Inquest hears Thunder Bay jail crowded, understaffed when Indigenous artist died


Moses Beaver was a renowned Oji-Cree artist who died in 2017. Photo: National Film Board

A Thunder Bay jail was understaffed and overcrowded with inmates when a renowned Indigenous artist died there in 2017, a senior officer at the facility told an inquest on Friday.

Moses Beaver, of Nibinamik First Nation, was found unresponsive in his cell in February 2017 before being taken to the Thunder Bay Regional Health Sciences Centre, where he was pronounced dead.

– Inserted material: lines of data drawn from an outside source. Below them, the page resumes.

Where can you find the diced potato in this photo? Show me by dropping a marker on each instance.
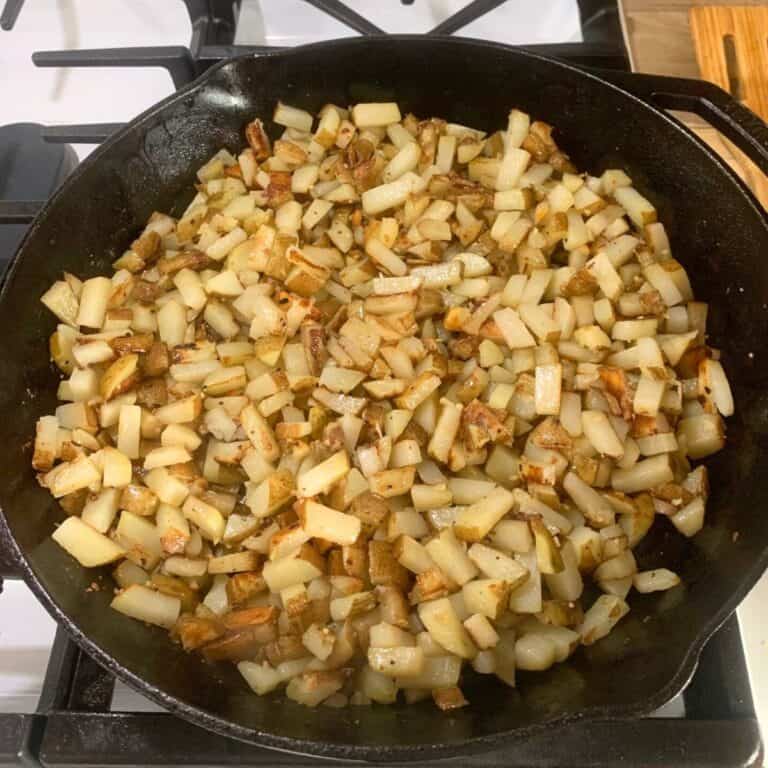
(600, 619)
(390, 397)
(441, 621)
(326, 523)
(147, 605)
(473, 523)
(89, 547)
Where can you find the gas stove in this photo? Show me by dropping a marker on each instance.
(57, 706)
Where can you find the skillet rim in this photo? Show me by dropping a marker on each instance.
(389, 753)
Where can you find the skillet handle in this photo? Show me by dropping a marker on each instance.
(710, 102)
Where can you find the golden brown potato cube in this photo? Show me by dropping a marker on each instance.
(449, 698)
(139, 500)
(195, 632)
(156, 362)
(121, 376)
(370, 509)
(241, 587)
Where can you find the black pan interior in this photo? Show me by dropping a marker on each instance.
(717, 232)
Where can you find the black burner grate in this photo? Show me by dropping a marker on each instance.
(74, 726)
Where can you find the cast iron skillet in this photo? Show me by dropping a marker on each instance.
(717, 230)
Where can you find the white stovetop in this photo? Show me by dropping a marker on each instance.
(109, 95)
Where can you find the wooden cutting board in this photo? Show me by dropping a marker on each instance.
(727, 44)
(732, 51)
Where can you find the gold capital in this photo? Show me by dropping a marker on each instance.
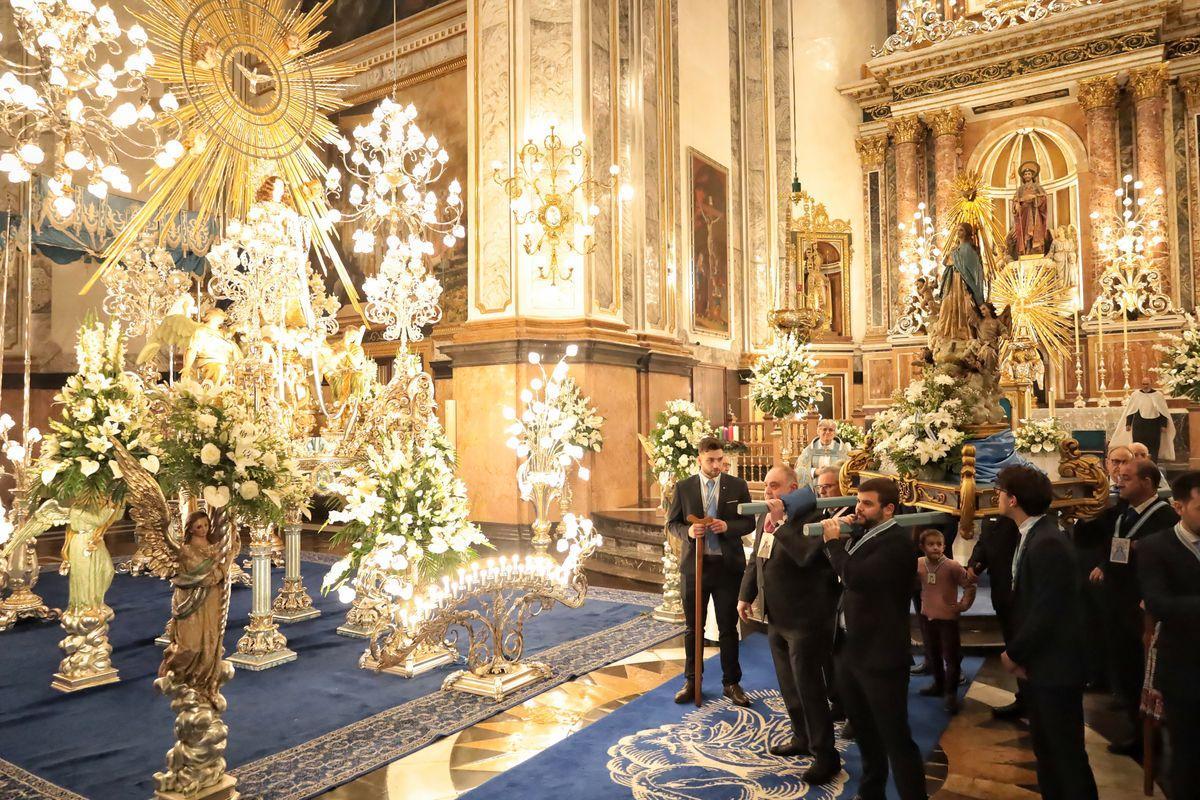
(1098, 92)
(873, 150)
(1149, 82)
(905, 128)
(945, 121)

An inquest into the 56-year-old’s death began earlier this month and could make recommendations that include ways to improve mental health services in Thunder Bay’s jail and across remote First Nations.

Staff Sgt. Mark Dyrland, who works at the Thunder Bay jail, said the facility was understaffed around 2017, with only a few employees running the entire jail on some days.

Dyrland said as a supervisor, he had to serve meals to inmates and collect dishes at times so other staff members could take a break.

“It was a struggle,” he said.

“There were days that you would be running the entire institution with five staff.”

The number of inmates at the facility had been increasing and reached more than 200 inmates by 2016, he said.

The inquest jury has heard that the death of Beaver, who had mental health issues and sought help, was attributed to hanging.

The coroner’s counsel, Robert Kozak, told the jury earlier that approximately 32 witnesses will be called during the 20-day inquest, including jail staff, police officers, Beaver’s loved ones, health experts and community members.